Света ненавидела изо, как только можно было ненавидеть школьный предмет. Мало того, что было скучно, так еще перед каникулами классная подходила к Анне Дмитриевне напомнить, что Света – почти отличница. И Анна Дмитриевна, так и быть, переправляла четвертную «три» на «четыре». При этом у нее делалось такое лицо, какое как ни старайся – не нарисуешь. И Свете становилось до невозможности стыдно перед Катей Трофимовой: той никогда не завышали оценок. Только за тех, у кого выходила одна тройка, классная бегала просить других учителей. И никто не обижался на тебя, никто не завидовал, что тебя делали хорошисткой, – никто и слова не говорил. Кате тоже было безразлично, она только один раз сказала: «А-а, у нас в старой школе тоже отличникам оценки натягивали». – «Я не отличница», – только и ответила Света себе в оправдание.
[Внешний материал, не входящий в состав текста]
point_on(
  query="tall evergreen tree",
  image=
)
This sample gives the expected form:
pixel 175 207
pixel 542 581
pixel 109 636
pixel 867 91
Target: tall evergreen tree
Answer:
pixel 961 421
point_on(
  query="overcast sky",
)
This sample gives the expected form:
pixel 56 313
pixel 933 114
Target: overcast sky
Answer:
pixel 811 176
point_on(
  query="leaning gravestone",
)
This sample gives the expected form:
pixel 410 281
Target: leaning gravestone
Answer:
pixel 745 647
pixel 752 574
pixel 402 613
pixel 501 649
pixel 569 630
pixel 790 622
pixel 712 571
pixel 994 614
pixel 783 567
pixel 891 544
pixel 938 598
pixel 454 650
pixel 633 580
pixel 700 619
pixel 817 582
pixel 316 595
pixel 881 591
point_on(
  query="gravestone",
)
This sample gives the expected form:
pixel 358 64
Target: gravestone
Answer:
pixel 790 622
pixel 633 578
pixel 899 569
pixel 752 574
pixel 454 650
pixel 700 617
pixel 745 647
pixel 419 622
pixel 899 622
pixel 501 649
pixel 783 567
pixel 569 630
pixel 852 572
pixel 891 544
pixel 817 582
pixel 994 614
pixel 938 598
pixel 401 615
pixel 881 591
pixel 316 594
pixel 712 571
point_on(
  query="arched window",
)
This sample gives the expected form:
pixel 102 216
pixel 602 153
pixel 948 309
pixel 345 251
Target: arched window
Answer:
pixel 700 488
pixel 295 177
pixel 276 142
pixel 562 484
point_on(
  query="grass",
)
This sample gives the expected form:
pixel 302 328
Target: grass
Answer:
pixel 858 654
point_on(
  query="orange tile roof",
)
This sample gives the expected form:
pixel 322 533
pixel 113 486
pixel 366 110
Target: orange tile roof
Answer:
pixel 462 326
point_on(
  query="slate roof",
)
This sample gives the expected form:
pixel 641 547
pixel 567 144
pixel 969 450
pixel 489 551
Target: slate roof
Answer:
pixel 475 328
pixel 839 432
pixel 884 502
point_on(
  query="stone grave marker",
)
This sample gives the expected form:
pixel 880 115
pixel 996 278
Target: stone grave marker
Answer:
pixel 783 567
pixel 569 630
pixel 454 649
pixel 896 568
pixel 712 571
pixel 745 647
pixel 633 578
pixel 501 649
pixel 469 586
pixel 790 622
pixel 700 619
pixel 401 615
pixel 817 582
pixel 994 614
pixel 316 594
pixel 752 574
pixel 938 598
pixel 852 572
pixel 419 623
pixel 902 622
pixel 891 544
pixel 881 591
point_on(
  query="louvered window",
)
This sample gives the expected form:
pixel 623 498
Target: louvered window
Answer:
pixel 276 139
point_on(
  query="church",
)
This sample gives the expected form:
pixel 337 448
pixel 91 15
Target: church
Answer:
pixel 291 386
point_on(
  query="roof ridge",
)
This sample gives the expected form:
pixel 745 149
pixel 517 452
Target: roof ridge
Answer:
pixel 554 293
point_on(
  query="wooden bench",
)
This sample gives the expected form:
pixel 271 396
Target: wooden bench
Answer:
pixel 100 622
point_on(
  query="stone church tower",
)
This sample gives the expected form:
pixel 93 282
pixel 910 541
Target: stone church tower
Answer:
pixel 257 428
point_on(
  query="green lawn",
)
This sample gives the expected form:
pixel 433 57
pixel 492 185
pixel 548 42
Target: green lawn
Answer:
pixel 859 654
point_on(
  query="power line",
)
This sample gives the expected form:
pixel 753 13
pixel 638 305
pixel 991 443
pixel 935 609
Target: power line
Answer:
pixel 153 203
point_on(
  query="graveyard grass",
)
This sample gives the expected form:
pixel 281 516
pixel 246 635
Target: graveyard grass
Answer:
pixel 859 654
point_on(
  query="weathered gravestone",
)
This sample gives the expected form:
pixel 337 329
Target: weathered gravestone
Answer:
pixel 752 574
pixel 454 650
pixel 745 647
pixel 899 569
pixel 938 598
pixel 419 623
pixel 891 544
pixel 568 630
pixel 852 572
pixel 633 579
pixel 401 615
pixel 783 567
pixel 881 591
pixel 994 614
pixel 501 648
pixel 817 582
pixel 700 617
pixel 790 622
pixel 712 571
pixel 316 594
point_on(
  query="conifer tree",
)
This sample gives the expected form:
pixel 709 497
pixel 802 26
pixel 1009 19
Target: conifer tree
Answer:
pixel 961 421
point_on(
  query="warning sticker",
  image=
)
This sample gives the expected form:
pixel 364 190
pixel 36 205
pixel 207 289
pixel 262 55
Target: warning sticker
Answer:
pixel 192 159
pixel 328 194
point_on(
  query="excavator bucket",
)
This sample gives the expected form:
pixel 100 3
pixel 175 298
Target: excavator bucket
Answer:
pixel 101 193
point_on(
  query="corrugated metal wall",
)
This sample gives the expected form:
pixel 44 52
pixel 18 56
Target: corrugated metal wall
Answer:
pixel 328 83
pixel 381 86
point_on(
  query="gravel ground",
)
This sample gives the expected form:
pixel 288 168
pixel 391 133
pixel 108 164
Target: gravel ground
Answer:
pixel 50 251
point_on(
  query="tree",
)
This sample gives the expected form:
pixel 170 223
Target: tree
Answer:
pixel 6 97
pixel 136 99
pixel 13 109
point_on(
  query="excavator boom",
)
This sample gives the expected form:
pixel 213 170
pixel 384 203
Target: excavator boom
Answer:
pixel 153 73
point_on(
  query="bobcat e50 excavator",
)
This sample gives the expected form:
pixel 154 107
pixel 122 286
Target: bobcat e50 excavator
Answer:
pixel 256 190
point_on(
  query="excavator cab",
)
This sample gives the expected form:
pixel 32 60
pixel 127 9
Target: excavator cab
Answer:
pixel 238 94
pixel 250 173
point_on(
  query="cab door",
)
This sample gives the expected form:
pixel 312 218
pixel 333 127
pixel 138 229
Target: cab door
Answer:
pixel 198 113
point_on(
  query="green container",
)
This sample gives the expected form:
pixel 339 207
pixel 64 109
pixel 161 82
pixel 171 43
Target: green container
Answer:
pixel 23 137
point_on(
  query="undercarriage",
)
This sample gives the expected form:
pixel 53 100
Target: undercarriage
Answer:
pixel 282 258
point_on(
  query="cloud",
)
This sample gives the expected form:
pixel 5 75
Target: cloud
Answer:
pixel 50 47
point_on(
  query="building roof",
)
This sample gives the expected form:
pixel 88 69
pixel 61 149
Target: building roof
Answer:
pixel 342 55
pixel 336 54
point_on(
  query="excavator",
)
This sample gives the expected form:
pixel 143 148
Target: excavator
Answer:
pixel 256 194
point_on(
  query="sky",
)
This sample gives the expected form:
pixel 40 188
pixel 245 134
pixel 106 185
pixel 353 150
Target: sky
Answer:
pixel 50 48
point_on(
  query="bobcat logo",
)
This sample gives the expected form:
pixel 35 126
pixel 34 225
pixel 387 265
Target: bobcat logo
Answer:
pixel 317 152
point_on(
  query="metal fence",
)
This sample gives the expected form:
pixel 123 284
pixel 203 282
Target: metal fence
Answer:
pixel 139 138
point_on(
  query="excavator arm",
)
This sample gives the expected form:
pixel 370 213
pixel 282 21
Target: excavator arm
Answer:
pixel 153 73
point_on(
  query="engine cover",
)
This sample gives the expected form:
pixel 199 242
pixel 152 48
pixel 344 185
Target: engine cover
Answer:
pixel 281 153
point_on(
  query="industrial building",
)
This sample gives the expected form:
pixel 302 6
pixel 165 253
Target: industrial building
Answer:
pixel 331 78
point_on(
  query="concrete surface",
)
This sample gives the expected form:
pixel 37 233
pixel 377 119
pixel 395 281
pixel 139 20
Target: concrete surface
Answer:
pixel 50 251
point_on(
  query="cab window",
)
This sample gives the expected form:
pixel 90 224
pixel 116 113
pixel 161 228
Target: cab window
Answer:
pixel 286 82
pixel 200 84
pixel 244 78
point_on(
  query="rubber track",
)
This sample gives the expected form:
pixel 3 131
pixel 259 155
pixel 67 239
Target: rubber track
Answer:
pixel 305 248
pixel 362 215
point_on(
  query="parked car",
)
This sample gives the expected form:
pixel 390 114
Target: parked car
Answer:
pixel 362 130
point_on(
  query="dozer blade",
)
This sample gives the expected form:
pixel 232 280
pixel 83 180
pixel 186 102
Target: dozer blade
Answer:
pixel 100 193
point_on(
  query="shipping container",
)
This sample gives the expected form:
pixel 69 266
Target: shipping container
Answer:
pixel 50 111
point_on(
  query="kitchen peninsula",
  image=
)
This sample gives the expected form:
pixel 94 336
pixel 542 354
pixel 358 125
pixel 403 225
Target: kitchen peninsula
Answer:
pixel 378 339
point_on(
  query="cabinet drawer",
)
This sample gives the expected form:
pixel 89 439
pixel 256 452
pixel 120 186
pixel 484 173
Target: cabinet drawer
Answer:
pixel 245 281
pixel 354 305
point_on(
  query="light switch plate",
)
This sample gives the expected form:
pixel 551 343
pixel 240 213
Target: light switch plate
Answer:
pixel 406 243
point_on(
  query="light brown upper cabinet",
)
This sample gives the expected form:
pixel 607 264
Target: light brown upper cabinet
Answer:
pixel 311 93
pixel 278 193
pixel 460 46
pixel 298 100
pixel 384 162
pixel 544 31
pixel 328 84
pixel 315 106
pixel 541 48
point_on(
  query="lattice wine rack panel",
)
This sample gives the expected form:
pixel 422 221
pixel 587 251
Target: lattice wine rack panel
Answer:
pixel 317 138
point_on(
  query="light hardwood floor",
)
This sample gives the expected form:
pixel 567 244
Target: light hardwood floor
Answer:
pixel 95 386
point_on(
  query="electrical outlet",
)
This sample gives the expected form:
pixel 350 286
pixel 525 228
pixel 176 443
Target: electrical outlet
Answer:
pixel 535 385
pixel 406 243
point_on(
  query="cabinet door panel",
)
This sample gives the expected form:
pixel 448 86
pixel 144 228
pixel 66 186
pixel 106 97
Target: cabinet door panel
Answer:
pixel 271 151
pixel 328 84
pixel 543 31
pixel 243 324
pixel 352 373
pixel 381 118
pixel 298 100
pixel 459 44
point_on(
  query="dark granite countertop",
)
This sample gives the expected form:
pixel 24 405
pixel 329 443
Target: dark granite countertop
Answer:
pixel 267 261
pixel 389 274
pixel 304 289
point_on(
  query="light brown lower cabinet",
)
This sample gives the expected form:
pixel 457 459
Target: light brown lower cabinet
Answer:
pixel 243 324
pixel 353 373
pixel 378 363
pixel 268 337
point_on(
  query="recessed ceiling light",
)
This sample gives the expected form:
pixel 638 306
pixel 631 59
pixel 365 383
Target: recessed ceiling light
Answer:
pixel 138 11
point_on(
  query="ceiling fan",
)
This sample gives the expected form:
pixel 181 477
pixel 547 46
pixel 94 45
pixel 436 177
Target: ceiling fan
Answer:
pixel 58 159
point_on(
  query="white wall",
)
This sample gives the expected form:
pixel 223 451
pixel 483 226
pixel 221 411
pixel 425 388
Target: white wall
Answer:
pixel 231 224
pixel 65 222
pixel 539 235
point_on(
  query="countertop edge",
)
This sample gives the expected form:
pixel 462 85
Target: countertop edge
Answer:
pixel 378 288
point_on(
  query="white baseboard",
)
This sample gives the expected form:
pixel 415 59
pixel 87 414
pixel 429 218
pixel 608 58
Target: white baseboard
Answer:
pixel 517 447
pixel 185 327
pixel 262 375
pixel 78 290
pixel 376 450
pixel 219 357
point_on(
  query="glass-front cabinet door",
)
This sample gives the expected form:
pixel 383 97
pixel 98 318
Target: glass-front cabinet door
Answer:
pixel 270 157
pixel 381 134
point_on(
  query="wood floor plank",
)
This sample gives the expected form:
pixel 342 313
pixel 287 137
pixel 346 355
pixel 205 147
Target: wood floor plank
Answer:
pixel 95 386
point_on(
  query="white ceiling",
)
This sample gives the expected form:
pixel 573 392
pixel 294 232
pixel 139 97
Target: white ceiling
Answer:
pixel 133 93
Ей даже законных своих пятерок по математике и по русскому было стыдно. Хотелось быть похожей на Катю во всем. Она раньше не понимала, как можно хотеть быть на кого-то похожей. Мария Андреевна в первом классе спрашивала: «На кого из сказочных героев вы хотели бы походить?» Девочкам надо было сказать, что на Василису Прекрасную, или уж на царевну-лягушку, потому что они любят труд, а мальчикам – что на Ивана-царевича, потому что он смелый и думает не об одном себе. Это все знали, как отвечать. Мария Андреевна уточняла: «А никто не хочет быть похожим на Емелю на печке?» И надо было смеяться со всеми, чтобы никто не понял, что ты в детском саду больше всех любила Емелю и думала, как хорошо было бы с ним покататься на печи, а с Василисой дружить, наверно, было бы скучно. А после тебе объяснили, что Емелю нельзя любить, потому что он не хочет работать.